Der große Bruder Russland: Der Osten in mir
Unsere Autorin zieht es gen Osten, nach Russland, auch wegen der gemeinsamen Geschichte und der ewigen Konstante, dem Bruch.
Vor Monaten fragte mich eine Kollegin, warum ich mit meinen amerikanischen Studenten nach Sankt Petersburg reise. Weil es eine schöne Stadt sei, weil es interessant sei, schließlich war Russland lange ein Alter Ego der USA. Sie solle doch selbst einmal hinfahren. Nein, antwortete die Dame, sie würde nie nach Russland reisen. Aus politischen Gründen? hakte ich nach. Nein, es sei ihr einfach fremd. Sie stammt aus dem Westen Deutschlands und ist, wie sich herausstellte, nicht viel weiter östlich als bis in den Spreewald gekommen.
Die schroffe Antwort traf mich persönlich, schließlich komme ich aus einem Teil des sowjetischen Restimperiums, dem mickrigen Osten Deutschlands, der einmal die DDR war. Für mich war Russland, ungewollt und freiwillig, stets Teil meiner Biografie. Wenn die Menschen in den düsteren Tagen des Lockdowns über Reisen an Traumstrände oder in hippe Städte sinnieren, zieht es mich in jene Weltgegend, die für viele Terra incognita ist, eine Art No-go-Area, aus der blutrünstige Widersacher von James Bond kommen, die Dissidenten vergiften, wo man Stalin wieder oder immer noch verehrt und sich von einem neuen Despoten regieren lässt. Kurzum, das Wort „russisch“ in seiner Ausschließlichkeit ist längst zum neuen Schimpfwort avanciert.
Mit den Russen meiner Generation verbindet mich, in einem Land geboren zu sein, das es nicht mehr gibt. Wir teilen die Erfahrung des Tempozids, eines Verschwindens der Zeit, in der wir gelebt haben. Nur dass mein Land größer, das der Russen kleiner geworden ist. Ob das eine geopolitische Katastrophe war, wie Putin meinte, wage ich nicht zu beurteilen, einen tragischen Einschnitt bedeutete es ohne Zweifel.
Ich verteidige die Sowjetunion und ihre politischen Erbschleicher zuweilen wider besseres Wissen, so wie ich die DDR verteidige, weil ich jenen mit der Gnade der westlichen Geburt Ausgestatteten meine/unsere Geschichte nicht überlassen will.

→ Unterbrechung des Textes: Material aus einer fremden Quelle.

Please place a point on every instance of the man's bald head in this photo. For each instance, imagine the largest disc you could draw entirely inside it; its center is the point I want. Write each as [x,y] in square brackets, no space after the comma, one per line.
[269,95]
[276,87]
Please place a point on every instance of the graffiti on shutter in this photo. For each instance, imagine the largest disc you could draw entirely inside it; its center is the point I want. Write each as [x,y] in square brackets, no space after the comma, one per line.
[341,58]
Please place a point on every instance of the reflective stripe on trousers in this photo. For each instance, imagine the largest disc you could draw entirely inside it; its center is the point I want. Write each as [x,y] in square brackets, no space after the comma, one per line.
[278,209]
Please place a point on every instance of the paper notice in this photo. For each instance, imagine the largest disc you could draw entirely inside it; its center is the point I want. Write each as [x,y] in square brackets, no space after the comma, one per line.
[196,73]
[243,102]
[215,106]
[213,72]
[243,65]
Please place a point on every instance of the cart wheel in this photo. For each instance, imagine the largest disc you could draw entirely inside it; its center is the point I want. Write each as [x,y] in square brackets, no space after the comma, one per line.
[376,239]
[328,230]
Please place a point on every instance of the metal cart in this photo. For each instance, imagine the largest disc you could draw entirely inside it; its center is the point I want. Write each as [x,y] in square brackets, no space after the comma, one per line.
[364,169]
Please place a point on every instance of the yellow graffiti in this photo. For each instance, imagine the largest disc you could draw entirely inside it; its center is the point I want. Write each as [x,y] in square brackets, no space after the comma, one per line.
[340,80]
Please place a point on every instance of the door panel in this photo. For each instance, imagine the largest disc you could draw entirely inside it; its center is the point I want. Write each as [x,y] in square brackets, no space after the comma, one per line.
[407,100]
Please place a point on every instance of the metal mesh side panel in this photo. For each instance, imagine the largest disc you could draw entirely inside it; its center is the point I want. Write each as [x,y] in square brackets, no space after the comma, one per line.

Als Enkelin eines Juden finde ich es gut, dass der Holocaust zum Kern der europäischen Geschichtsschreibung geworden ist, doch es beschämt mich, dass die Leningrader Blockade und die 24 Millionen sowjetischer Kriegsopfer, die in Russland die heiligen genannt werden, an deutschen Schulen kaum Erwähnung finden. In den letzten Jahren verschwindet Russland aus unserem Blickfeld, die alten Klischees vom politischen Bösewicht und kulturell Anderen fallen wieder auf fruchtbaren Boden. Wird das diesem Land gerecht?
Wir haben unsere Autor*innen gebeten, die Reise, die sie besonders beeindruckt und ihre Weltlust geschürt hat, aufzuschreiben. Die zweite Folge unserer Serie beschreibt die Verbundenheit mit Russland. Die Illustrationen von Eléonore Roedel setzen die Reisen unserer Autor*innen vielfältig, fantasievoll und eigensinnig ins Bild.
1917/18, 1939, 1945 und 1989 – keine Zeitnarben in der jüngerer Geschichte Europas und der Welt ohne die Russen. In deren Heimat fängt fast alles mit Leid an und hört damit auf. „Unsterbliche Opfer“ lautet eines der bekanntesten Lieder, geschrieben für die Toten der Revolution von 1905. Die Unsterblichkeit, man könnte mit Judith Butler auch von „Betrauerbarkeit“ sprechen, ist ein zentrales Element der russischen Kultur, das von der gegenwärtigen Regierung geschickt genutzt wird.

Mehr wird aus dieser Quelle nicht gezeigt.